‘Safe harbour’: 5 Indian sailors’ four-year-long Iran ordeal ends, finally drop anchor at home (2nd Lead)

By Quaid Najmi

Mumbai, March 24 (SocialNews.XYZ) In a heart-warming development, five Indian sailors - who were stranded in Iran from June 2019 - finally returned home on Friday afternoon after surviving a nightmarish ordeal of nearly four years.

The five are: Aniket S. Yenpure, 31 and Mandar M. Worlikar, 28 (both of Mumbai), Pranav A. Tiwari, 23 (Patna), Naveen M. Singh (New Delhi), and Thamizh R. Selvan, 33, (Chennai).

They landed from an Iran Air Tehran-Mumbai flight this afternoon, bowed and touched the Indian soil, and were welcomed, kissed, hugged and lifted in the air with tears and cheers by their ecstatic relatives.

"Our joy is boundless... We were away and separated from our families for almost 45 months, but the long nightmare has ended now.
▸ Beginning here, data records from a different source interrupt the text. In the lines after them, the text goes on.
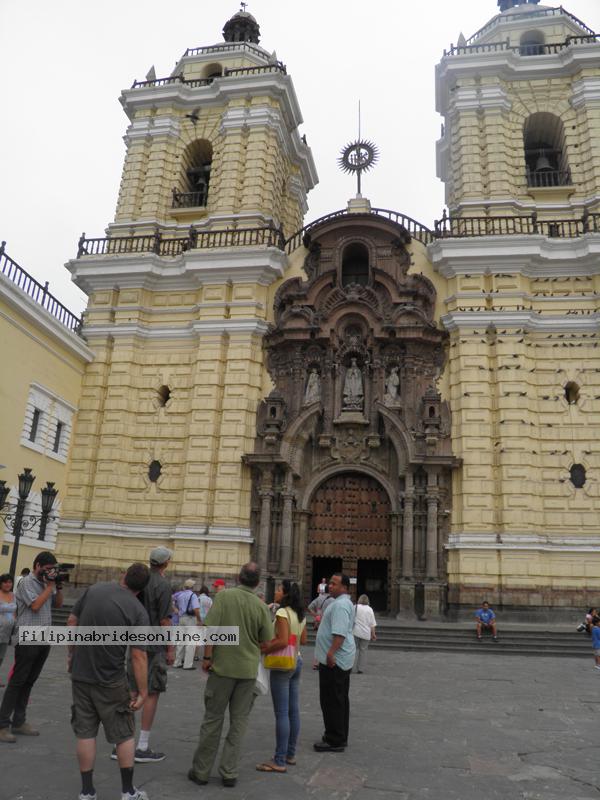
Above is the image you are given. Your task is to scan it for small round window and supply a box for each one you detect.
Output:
[570,464,586,489]
[565,381,579,406]
[158,386,171,406]
[148,461,162,483]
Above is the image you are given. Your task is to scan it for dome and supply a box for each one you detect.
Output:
[223,11,260,44]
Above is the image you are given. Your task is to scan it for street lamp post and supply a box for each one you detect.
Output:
[0,467,58,578]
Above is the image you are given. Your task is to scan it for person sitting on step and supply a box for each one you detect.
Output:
[475,600,498,642]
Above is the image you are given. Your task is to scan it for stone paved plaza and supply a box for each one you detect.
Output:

The next one month we shall rest and interact with all our family members," Yenpure said.

They expressed gratitude to the Indian Embassy in Tehran which arranged for their emergency travel papers and tickets till Mumbai and also some Iranian lawyers for labouring more than six months to ensure their smooth "ghar-wapsi".

However, their passports and CDC were not handed over, and now the five youths plan to apply for fresh passports, said Worlikar.
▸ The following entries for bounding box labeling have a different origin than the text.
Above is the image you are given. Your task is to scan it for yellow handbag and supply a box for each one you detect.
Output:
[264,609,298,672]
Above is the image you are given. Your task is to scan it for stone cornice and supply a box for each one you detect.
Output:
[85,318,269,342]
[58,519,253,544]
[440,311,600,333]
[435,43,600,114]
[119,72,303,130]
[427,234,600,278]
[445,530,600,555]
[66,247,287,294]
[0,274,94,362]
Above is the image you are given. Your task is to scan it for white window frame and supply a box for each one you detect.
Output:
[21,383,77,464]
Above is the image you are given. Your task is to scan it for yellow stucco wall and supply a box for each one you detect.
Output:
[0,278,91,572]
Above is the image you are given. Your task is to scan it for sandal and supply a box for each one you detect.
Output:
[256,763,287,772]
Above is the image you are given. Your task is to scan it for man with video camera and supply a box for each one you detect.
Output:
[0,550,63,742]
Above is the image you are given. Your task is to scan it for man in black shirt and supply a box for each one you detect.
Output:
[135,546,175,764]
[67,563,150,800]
Presently, Yenpure and Worlikar will host their friends Tiwari, Singh, and Selvan (Tamil Nadu) at their Worli home till they can arrange funds from their families to return to their respective home towns by this weekend.

The plight of the five-some was first highlighted by IANS (July 4, 2021), how they were sailing in the high seas off Oman in Feb. 2020 but were unwittingly trapped into a treacherous maritime narcotics smuggling racket allegedly perpetrated by their ship's captain.

For this, they were arrested, jailed, acquitted, and then grounded, moved around different cities in Iran, fighting legal battles, at times hiding, occasionally doing small menial jobs in exchange for a meal, or surviving on the food and clothes doled out by sympathetic villagers in remote areas, Yenpure's father, Sham Yenpure, said.

"We had approached Prime Minister Narendra Modi, External Affairs Minister S. Jaishankar, former Maharashtra Chief Minister Uddhav Thackeray, his ex-Minister son Aditya Thackeray, Iran diplomats in India and Indian diplomats in Iran, top Iran leaders, and others for help," said Yenpure, a milkman, in an emotion-choked voice, while undertaking his annual foot-march to the Shri Saibaba Temple in Shirdi this morning.

Initially, everything was hunky-dory for the five youths - till February 20, 2020, when they unknowingly fell into a sinister trap of their ship captain in the high seas around 140 km from Muscat.

Sensing something amiss at the illegal mid-sea cargo transfer, Worlikar and his co-crew quietly recorded it on their mobile phones -- as evidence for the Customs and Iran Police authorities at the next port.

Unexpectedly, the next morning (February 21, 2020), an Iran Navy ship intercepted in the high seas, arrested them all, and transferred them to the naval ship.

As events unfolded after February 2020, little did the boys realize that not only their dreams would be shattered, but they would also be imprisoned and kept away from their families for almost four years in India - till their return.

The five youths were offloaded from the naval ship, then arrested by the Counter-Narcotics Department, sent to police custody, spent over 55 weeks in jail, but later were found innocent on March 8, 2021 and a lower court ordered their release.

Shockingly, they were re-arrested and produced before a higher court which also ordered their release, but all their travel and other documents were impounded - leaving the five youths compulsorily stuck there since March 10, 2021.

Meanwhile, the case continued in different courts including the Iran Supreme Court, they were given all help by the local lawyers and the Indian Embassy and various Consulates in Iran.

Finally, after nearly four years away from home, they came back to India, with their cost of their tickets footed by the Indian Embassy in Tehran.

"This is like a Gudi Padwa gift for usa Our prayers have been answered and the boys are safe and healthya," said Sham's brother, Datta Yenpure with a sense of relief after receiving them at the airport.